Grundsatz des Lebensmittelpunktes als Kriterium bei Aufenthaltsbewilligungen

Wird eine Aufenthaltsbewilligung erteilt oder verlängert, soll der Lebensmittelpunkt der Person in der Schweiz liegen müssen. Dies soll als Kriterium im Gesetz festgehalten werden. Die Kommission stimmt der Motion von Nationalrat Marchesi (21.4076) ohne Gegenantrag zu.

Berufslehre und Erwerbstätigkeit von abgewiesenen Asylsuchenden und Sans Papiers

Die Kommission hat eine vertiefte Diskussion zum Zugang zu einer beruflichen Ausbildung und zu deren Abschluss sowie über die Ausübung einer Erwerbstätigkeit für abgewiesene Asylsuchende und Sans-Papiers geführt. Sie ist der Meinung, dass Personen mit einem rechtskräftig abgewiesenen Asylgesuch die Schweiz verlassen müssen und dass kein Anreiz für einen unrechtmässen Aufenthalt geschaffen werden soll. Aus diesem Grund empfiehlt die SPK-S dem Rat zwei Motionen zur Ablehnung: mit 8 zu 4 Stimmen lehnt sie die Motion «Erweiterte Härtefallregelung zum Zugang zu beruflichen Ausbildungen» (22.3392) der Schwesterkommission ab; mit 8 zu 3 Stimmen bei 1 Enthaltung die Motion 20.4119 von Nationalrat Regazzi («Ausübung einer Erwerbstätigkeit für Asylsuchende gestatten, die vom SEM einen negativen Asylentscheid erhalten haben und auf die Wegweisung warten»). Eine Minderheit beantragt die Annahme dieser Motionen.

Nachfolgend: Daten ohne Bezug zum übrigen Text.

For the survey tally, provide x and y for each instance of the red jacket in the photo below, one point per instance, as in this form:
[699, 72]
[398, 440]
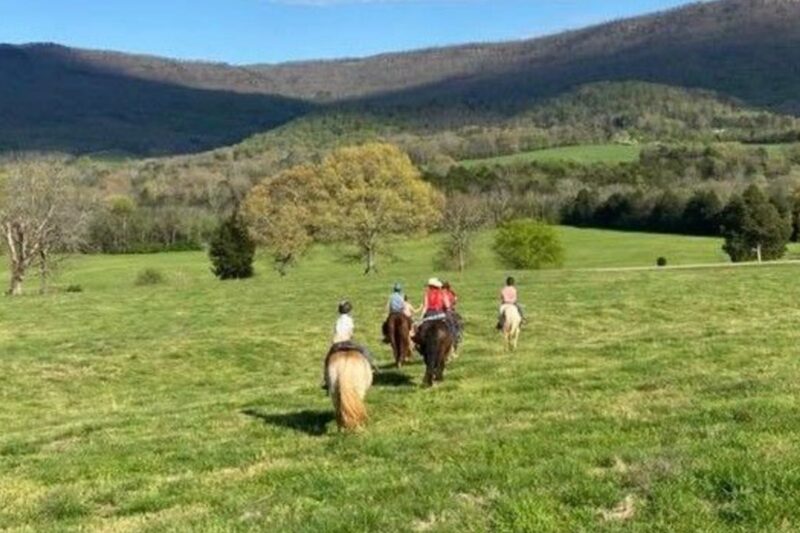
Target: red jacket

Zu der Motion «Keine Lehrabbrüche von Asylsuchenden, die bereits in den schweizerischen Arbeitsmarkt integriert sind» von Nationalrätin Markwalder (20.3322) hat die Kommission eine erste Diskussion geführt und zusätzliche Informationen von der Verwaltung verlangt.

Die Kommission hat sich zudem mit Bundesrätin Karin Keller-Sutter über die Situation der Geflüchteten aus der Ukraine in der Schweiz und über den Schutzstatus S ausgetauscht. Dabei hat sie konkrete Fragen zur aktuellen Lage und den Herausforderungen im Hinblick auf den kommenden Winter sowie zu einer allfälligen Weiterführung des Schutzstatus S diskutiert.

Die Kommission hat am 17./18. Oktober 2022 unter dem Vorsitz von Ständerat Mathias Zopfi (GL, G) in Bern getagt.